Lyrics

Baby Boys: The Freaks Come Out at Night

photo credit: Graham Tolbert

It’s only fitting that Caleb Hinz and Jake Luppen, two-thirds of the Saint Paul, Minn., pop-eccentrics Baby Boys, met in 10th grade chemistry class. On the trio’s debut LP, Threesome, their music—which splices ecstatic vocal loops, blown-out percussion, electronic bleeps and bloops, tropical guitars and stuttering found-sounds—explodes like a science experiment. But Baby Boys don’t blow their own eyebrows off; instead, they’ve somehow already made one of the most oddly appealing and blindingly creative albums of the year.
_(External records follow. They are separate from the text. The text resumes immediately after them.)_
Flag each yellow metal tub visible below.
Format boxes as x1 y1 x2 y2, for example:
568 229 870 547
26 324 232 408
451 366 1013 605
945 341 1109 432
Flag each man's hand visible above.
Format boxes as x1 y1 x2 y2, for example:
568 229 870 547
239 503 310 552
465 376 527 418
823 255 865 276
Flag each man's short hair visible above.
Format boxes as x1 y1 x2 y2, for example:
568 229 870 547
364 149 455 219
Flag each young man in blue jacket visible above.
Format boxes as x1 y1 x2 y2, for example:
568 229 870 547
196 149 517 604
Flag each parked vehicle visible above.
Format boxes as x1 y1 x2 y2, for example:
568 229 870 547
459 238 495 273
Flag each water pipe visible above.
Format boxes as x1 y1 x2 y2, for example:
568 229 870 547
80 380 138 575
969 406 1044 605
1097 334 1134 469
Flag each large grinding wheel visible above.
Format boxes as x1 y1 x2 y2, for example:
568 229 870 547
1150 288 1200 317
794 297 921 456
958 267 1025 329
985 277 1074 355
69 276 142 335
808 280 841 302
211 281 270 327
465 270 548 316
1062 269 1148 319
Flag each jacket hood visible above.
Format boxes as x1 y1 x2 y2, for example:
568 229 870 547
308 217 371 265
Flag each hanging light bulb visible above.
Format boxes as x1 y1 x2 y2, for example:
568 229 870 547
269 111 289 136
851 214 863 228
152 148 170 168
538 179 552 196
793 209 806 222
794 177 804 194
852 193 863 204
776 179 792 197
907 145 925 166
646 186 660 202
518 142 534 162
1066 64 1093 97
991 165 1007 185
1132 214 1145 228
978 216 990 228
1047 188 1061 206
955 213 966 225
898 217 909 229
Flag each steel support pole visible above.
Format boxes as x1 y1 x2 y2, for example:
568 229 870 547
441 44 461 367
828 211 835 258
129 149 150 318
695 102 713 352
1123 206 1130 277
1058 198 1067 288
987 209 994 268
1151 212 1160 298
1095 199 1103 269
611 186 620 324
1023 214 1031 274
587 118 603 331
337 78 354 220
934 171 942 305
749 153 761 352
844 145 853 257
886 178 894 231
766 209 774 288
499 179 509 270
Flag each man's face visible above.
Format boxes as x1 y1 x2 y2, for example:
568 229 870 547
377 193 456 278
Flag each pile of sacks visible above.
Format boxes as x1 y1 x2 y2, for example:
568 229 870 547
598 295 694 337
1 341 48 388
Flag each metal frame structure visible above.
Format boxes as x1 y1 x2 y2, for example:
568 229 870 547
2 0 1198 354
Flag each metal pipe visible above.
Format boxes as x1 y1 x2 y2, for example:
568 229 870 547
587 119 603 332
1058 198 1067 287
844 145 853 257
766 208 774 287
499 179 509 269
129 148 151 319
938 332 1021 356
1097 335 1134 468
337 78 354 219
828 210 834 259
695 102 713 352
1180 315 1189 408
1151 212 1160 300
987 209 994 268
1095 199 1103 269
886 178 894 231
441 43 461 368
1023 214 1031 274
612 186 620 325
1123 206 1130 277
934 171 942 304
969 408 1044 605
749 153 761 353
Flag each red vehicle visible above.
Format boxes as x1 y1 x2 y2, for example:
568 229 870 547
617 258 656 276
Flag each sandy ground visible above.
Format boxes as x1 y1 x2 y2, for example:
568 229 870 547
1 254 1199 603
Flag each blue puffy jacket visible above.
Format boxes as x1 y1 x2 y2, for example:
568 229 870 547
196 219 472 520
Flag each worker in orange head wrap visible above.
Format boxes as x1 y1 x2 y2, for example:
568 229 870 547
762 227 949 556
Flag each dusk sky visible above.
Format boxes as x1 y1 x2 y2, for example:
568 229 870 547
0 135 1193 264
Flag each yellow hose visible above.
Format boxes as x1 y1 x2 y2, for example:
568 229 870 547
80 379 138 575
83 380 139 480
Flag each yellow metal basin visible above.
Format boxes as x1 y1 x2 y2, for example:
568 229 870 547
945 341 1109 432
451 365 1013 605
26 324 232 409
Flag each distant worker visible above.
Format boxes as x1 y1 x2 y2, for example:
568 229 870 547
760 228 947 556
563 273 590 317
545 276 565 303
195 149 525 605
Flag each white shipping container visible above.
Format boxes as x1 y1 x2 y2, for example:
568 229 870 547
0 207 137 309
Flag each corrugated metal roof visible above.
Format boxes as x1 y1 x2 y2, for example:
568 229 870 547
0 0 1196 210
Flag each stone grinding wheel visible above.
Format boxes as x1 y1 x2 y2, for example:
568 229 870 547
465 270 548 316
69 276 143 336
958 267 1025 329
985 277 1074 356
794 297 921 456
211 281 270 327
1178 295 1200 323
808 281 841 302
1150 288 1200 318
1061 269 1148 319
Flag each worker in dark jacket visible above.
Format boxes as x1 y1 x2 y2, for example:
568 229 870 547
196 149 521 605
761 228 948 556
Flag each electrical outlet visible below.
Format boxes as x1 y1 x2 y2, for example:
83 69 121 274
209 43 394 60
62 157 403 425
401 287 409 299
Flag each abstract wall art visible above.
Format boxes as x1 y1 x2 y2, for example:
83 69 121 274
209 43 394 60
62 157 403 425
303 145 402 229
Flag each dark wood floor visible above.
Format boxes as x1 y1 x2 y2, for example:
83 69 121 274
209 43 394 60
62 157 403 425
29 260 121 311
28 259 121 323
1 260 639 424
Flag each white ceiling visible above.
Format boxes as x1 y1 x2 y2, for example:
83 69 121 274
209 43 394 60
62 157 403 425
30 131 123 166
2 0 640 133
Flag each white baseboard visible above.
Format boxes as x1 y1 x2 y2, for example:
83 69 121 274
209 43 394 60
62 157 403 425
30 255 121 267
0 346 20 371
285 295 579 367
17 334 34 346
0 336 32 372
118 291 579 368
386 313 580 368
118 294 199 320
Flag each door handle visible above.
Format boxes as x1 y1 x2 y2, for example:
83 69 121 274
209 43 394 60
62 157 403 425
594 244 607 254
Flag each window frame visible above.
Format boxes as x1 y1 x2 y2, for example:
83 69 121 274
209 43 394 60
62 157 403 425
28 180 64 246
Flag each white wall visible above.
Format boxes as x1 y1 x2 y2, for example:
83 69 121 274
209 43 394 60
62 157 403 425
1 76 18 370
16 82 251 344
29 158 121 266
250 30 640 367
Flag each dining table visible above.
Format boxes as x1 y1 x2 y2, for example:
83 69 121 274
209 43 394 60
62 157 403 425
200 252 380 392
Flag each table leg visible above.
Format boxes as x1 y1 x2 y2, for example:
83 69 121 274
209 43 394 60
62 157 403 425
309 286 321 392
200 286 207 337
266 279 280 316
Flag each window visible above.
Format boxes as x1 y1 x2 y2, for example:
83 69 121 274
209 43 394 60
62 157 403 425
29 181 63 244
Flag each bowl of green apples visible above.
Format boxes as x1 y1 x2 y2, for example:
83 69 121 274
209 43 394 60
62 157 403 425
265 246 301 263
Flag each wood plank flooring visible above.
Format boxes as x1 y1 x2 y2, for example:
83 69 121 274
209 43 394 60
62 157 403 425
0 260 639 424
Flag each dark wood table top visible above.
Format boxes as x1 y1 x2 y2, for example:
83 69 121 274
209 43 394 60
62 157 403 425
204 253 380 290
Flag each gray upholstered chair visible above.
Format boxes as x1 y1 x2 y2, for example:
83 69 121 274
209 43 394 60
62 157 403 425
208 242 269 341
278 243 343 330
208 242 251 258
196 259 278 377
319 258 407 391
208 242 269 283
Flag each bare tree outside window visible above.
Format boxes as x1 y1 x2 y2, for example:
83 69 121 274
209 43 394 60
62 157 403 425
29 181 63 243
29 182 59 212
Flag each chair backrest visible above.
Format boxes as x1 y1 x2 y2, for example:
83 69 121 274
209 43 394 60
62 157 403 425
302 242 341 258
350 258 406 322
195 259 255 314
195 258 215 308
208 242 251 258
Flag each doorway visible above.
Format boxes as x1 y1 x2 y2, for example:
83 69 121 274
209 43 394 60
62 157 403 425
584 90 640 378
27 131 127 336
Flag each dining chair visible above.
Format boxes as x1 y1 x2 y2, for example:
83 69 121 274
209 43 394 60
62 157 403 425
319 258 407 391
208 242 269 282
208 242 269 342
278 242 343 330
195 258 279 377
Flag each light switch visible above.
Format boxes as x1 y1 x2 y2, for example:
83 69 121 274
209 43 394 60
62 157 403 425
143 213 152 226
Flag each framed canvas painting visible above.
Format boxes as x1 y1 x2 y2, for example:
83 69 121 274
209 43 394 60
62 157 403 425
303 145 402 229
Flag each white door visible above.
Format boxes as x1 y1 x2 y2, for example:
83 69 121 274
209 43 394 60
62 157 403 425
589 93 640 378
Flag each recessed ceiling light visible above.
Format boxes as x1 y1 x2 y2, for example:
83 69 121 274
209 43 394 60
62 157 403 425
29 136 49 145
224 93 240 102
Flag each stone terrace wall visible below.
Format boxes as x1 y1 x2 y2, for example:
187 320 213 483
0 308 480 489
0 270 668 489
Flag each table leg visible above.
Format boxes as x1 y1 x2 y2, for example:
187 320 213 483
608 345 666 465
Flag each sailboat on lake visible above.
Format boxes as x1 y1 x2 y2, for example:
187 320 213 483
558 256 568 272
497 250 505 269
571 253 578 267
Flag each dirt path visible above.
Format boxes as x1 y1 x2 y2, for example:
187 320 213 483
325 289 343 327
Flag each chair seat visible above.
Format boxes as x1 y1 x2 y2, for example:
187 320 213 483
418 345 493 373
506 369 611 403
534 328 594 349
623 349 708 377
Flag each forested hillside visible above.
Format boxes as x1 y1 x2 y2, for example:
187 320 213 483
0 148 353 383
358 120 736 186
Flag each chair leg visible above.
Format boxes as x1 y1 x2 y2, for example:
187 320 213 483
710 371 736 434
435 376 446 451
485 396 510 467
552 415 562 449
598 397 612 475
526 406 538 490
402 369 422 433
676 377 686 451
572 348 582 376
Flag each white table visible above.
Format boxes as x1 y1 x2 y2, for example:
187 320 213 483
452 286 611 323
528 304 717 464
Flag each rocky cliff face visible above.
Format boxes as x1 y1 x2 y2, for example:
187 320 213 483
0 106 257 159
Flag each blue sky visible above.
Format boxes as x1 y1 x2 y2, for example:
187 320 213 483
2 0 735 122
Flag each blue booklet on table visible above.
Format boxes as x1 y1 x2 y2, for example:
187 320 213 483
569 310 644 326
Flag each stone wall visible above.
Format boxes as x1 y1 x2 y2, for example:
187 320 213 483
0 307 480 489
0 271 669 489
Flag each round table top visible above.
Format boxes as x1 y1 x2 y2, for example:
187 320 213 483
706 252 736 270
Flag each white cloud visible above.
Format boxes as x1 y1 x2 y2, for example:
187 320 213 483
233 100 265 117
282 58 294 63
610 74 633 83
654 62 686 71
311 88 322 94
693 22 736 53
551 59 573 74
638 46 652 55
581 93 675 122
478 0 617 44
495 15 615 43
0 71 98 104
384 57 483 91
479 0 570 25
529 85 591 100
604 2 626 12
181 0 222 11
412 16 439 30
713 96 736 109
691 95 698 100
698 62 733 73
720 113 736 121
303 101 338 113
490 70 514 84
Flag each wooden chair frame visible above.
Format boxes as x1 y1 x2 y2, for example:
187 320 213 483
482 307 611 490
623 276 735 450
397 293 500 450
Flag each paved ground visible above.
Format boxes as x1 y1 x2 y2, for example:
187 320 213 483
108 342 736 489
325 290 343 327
When the high-school pals and Nathan Stocker launched Baby Boys in 2018, years after their last class, they were immediately ready to explore the blurry fringes of pop. “In the early stages, we wouldn’t meet up until midnight and then we’d work until 5 or 6 in the morning,” Luppen says. “The freaks come out at night.” Hinz describes their process as, “jumping into a tornado until the sun comes up.” All three Baby Boys are producers and multi-instrumentalists; they often base their sound collages on melodies initially captured on their iPhones and have been known to record gang vocals by singing into a single microphone. “The iPhone is one of the instruments we utilize the most,” Stocker admits. “Lots of voice memos.” The finished songs, though, are anything but lo-fi. Threesome’s 10 tracks buzz with energy and overflow with loose ideas that have been shaped into genuinely catchy, eminently hummable freak-pop nuggets. Like The Books or Dan Deacon before them, Baby Boys are all about the layers—stacking disparate sounds into thick layers until they lock in and complement each other. On “Backgammon,” they pile ratatat electronic pulses and stinging static atop a meditative acoustic guitar loop, with a vocal melody hovering above it all. From their absurdist lyrics to their album art (all three tonguing a microphone), Baby Boys insist that lightness is the key. The video for the band’s first single “Cannonball” follows an elderly, bearded rollerblader skate-dancing through the suburbs. “Humor is a beautiful thing,” Luppen says. “In all the other projects we’ve worked on, it’s always felt very life or death. It was a dream to work on something that was only life.” To Hinz, Baby Boys boils down to three friends asking: How far can we take this? “I hope that fellow creators and musicians get inspired to break their own rules,” he says. “And I hope that [Threesome] sets an example for how far things can be pushed.”